Des chercheuses de l’agence Santé publique France, ont analysé l’évolution des activités des CDAG depuis le début de l’année 2001, ainsi que l’évolution des dépistages positifs.

Concernant le taux de séropositivité VIH, elles constatent une diminution progressive entre les périodes 2001-2010 et 2011-2015 (passage de 4,8 pour 1000 dépistages à 3,4 pour 1000). Concernant le VHC, le taux est passé de 11,1‰ en 2001-2005 à 7,5‰ en 2006-2010, le chiffre étant resté stable durant les cinq années suivantes. Le taux de positivité́ du VHB a diminué entre 2006-2010 (8,9‰) et 2011-2015 (7,9‰).

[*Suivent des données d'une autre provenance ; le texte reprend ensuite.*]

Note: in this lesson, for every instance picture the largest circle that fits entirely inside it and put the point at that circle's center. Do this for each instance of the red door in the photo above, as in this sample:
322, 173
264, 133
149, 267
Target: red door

Toutefois, les auteures de l’étude se gardent bien de conclure qu’une baisse des infections est en cours. En effet, durant le temps couvert par l’étude, le nombre de tests de dépistages effectués a considérablement augmenté… et s’est ouvert à des populations qui pourraient être statistiquement moins touchées. Cette hypothèse plausible doit donc être écartée avant de trop vite se réjouir de la baisse du taux de dépistages positifs.

"Les données montrent la nécessité de mieux caractériser les consultations pour adapter les stratégies de dépistage ciblé", précise ainsi leur rapport. Aujourd’hui, "les particularités épidémiologiques des personnes fréquentant [les CDAG] sont renseignées de façon succinctes (âge, sexe)", ce qui rend encore difficile de tirer les conclusions permettant d’adapter les stratégies de dépistage et de définir des actions efficaces de prévention.